Part of the SNAP-Ed Strategies & Interventions Toolkit.*
Cooking Matters for WIC Clinics (CM for WIC) is a direct education intervention designed to enhance the WIC client experience and to improve maternal and child diets and health through improved knowledge and self-efficacy for healthy eating on a budget, increased WIC voucher redemption (particularly the fruit and vegetable vouchers), and increased WIC client retention beyond the first year postpartum. CM for WIC includes nutrition education and hands-on cooking classes adapted from the Cooking Matters for Parents (CMP) curriculum to correspond with the time frame of other client classes offered at WIC clinics, Cooking Matters at the Store for WIC Parents (CMATS WIC) pop-up grocery store tours in clinics, and customized survey tools.
CM for WIC targets WIC clients at the clinics where they receive WIC services and pick up their WIC vouchers. The CM for WIC program offers nutritional supports to families, mothers and children that are eligible for WIC and SNAP benefits. The intervention was designed to be facilitated by WIC nutritionists in WIC clinic settings – urban, suburban, and rural.

Evaluation materials include two evaluation reports, as well as a pre-post nutrition education session survey, an intercept survey, and CMATS WIC post-tour survey data collection tools.
Both the pre-post nutrition education session surveys, post pop-up tour surveys, and intercept surveys conducted periodically in clinic waiting areas by the evaluation team include items to assess acceptability of the CM for WIC intervention.
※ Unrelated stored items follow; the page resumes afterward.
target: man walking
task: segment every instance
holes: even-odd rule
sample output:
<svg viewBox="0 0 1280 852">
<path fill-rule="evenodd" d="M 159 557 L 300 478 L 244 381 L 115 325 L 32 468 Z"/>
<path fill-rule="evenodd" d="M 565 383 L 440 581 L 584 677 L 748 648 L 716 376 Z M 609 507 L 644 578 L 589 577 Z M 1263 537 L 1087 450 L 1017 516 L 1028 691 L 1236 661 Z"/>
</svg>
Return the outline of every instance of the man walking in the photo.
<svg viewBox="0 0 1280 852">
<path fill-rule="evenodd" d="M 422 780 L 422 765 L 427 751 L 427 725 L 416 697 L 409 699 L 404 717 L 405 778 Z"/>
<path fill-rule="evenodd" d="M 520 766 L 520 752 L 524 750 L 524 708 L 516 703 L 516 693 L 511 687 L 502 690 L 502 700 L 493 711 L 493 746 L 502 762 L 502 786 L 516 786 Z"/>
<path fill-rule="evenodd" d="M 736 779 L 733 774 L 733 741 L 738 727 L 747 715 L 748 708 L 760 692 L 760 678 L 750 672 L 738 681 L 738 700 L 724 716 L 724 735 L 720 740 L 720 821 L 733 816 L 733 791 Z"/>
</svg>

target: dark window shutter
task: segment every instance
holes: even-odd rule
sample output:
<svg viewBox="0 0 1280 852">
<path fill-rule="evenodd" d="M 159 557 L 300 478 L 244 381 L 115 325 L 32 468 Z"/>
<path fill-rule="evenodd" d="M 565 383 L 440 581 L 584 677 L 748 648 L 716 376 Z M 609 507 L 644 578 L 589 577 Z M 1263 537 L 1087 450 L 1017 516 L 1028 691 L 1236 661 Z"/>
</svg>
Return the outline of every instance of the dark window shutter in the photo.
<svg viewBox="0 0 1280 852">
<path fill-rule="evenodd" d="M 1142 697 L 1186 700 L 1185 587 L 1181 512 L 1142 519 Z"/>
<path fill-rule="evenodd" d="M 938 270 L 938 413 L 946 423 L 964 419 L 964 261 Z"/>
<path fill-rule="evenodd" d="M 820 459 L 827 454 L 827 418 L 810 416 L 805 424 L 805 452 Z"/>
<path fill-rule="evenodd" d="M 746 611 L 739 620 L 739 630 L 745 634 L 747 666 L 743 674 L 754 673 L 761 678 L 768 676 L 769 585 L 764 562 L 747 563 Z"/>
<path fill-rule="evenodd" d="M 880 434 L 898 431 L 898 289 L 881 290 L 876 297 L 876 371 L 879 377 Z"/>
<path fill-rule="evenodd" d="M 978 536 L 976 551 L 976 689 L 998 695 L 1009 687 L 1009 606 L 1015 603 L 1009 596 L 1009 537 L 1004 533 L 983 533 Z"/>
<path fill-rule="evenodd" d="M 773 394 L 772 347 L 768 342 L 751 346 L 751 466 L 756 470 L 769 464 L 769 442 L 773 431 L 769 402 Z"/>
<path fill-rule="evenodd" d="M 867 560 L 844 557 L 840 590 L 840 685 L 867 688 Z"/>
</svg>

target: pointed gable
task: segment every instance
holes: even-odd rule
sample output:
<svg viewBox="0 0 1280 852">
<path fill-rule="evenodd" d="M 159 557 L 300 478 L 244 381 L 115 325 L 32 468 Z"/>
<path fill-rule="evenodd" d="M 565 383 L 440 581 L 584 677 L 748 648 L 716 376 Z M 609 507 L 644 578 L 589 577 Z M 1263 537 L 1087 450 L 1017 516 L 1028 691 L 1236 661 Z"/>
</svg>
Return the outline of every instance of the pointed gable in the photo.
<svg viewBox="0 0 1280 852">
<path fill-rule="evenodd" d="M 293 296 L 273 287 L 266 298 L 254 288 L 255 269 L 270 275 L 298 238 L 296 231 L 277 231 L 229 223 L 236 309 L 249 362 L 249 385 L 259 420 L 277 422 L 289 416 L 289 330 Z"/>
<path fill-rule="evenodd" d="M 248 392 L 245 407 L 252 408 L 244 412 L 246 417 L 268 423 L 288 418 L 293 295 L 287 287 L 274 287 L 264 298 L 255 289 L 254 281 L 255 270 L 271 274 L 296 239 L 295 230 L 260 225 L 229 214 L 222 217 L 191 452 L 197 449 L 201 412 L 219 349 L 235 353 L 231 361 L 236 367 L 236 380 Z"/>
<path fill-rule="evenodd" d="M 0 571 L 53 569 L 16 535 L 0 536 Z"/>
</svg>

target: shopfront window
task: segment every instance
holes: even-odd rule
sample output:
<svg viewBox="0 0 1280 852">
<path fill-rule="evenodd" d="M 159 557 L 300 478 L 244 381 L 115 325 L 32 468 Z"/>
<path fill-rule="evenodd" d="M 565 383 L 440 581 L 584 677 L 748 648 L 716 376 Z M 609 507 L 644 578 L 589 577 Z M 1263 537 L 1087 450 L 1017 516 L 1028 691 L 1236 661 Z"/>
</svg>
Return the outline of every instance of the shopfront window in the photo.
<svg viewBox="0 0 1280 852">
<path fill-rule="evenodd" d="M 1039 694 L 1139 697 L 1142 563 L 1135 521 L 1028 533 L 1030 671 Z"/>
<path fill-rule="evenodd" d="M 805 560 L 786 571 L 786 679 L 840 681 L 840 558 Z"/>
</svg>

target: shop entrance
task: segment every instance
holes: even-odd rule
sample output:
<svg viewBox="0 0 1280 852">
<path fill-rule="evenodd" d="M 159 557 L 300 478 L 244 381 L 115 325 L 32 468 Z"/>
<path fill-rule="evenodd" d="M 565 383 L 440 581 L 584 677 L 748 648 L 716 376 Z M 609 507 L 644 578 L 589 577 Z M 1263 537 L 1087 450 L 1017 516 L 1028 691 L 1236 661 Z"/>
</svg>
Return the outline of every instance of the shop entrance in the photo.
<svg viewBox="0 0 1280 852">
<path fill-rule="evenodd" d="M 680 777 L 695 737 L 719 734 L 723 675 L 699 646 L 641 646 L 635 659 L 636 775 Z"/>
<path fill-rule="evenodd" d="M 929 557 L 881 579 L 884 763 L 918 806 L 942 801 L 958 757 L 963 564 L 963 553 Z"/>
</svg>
Pre-post session and post-tour surveys collect what participants liked and what they think needs to be improved about the class. Participants most commonly state that they like hands-on cooking, learning about nutrition labels and unit pricing, learning new recipes to share with family, and like the way the instructor taught the class. Intercept surveys ask about which classes or services clients find most valuable at the WIC clinic as well as gage awareness of and interest in CM for WIC classes. Intercept surveys showed that only a small percentage of clients had participated in CM for WIC classes, and majority of those clients enjoyed it; more promotional strategies are needed to increase awareness of and participation in these classes.
*SNAP-Ed Strategies & Interventions: An Obesity Prevention Toolkit for States is a compilation of interventions. The toolkit was developed by USDA's Food and Nutrition Service, The Association of SNAP-Ed Nutrition Education Administrators (ASNNA), the University of North Carolina at Chapel Hill's Center for Training and Research Translation (Center TRT), and the National Collaborative on Childhood Obesity Research (NCCOR), a partnership between the Centers for Disease Control and Prevention (CDC), the National Institutes for Health (NIH), the Robert Wood Johnson Foundation, and the USDA. It is designed and updated to help state SNAP-Ed administrative and implementing agencies identify evidence-based obesity prevention programs and policy, systems, and environmental (PSE) strategies and interventions to include in their SNAP-Ed plans.